Could I ask - is there any additional logging that could be enabled on the agent's side? Reason being is that we used URL-A to register the agents against a couple of years back. Due to processes that would take too long to get into, we recently (6 months?) use URL-B now - with the proxies routing between the two. With the exception of the MFA on the server side, this "dual DNS" works without any issues - up until these certs. Are you aware of any other areas (specifically on the agent side) where this DNS would run foul of processing the certs?
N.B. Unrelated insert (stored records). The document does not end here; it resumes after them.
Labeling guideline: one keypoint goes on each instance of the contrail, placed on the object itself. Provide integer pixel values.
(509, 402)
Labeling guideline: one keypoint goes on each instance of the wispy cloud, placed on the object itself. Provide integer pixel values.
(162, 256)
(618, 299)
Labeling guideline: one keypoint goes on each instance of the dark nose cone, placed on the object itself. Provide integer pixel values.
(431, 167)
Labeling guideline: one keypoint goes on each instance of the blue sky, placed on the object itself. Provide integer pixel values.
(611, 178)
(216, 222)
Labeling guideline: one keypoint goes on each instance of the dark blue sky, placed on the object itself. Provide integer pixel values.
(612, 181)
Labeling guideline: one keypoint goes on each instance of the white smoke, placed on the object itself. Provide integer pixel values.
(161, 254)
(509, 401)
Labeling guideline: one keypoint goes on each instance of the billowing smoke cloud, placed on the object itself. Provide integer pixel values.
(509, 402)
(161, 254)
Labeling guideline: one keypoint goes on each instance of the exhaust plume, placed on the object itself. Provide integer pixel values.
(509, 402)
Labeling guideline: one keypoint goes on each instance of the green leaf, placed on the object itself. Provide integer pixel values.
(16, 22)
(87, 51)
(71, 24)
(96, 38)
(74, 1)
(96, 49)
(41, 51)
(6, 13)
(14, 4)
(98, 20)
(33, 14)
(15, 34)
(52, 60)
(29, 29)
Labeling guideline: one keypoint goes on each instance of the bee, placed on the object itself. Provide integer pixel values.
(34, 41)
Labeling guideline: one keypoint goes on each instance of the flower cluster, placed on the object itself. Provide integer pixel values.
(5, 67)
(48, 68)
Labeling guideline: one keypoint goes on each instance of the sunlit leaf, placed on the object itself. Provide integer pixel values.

All generated certs have both URL-A and URL-B as SubjectAltNames (along with a range of other hosts that we use to point to the proxy server: we then use AWS Application Load Balancing to route the traffic to Auto Scaling Groups based upon the hostname being called).

si458 commented 3 months ago

@D4V3M0NK oh wow you have a very complex setup! way too complex for me to even understand!

but from what im aware when i look at the meshcentral code, all meshcentral does is verify that the ssl hash the remote agent sent it is the same as its ssl hash it got from the certurl, if they dont match then bye bye disconnect.

as for having mutliple dns entries in the SSL, i dont think this should matter so long as whichever url you use for the meshagent to connect to, is the same as the certurl in meshcentral, as meshcentral ONLY checks 1 SSL cert, and if its invalid for whatever reason, it then checks again just be to sure when a remote agent connects again.

i could be totally mistaken to everything ive said, im still learning all the things meshcentral has hidden/feature it has as i fix bugs and discover things by talking to people and there setups!

one other thing to note, from what ive read with other issues, meshcentral DOESNT support the SPLIT dns. e.g. meshcentral.example.com on the internet which points to ur external ip but using meshcentral.example.local for internal use to point to ur internal ip this has something to do with the certurl and the cert values again if i remember

D4V3M0NK commented 3 months ago

@si458 : can I ask - would an agent have issue with a 4096 bit size RSA key, rather than a 2048 bit key? I appreciate that the hash should still match, but that's the only other item (on the cert side of things) that I can see as changing. I would think that the keysize wouldn't matter, maybe take a few milliseconds more to compute, but as I said, I thought I'd ask...

si458 commented 3 months ago

@D4V3M0NK sadly im not 100% sure, my speciality is nodejs and web front end things, i dont deal with C but i am trying to learn, but from what im aware @Ylianst wrote everything with RSA 3072 in mind! so i cant see rsa 4096 effecting anything

D4V3M0NK commented 3 months ago

@si458 I can confirm that LE RSA 4096 bit keys work without issue on the agent.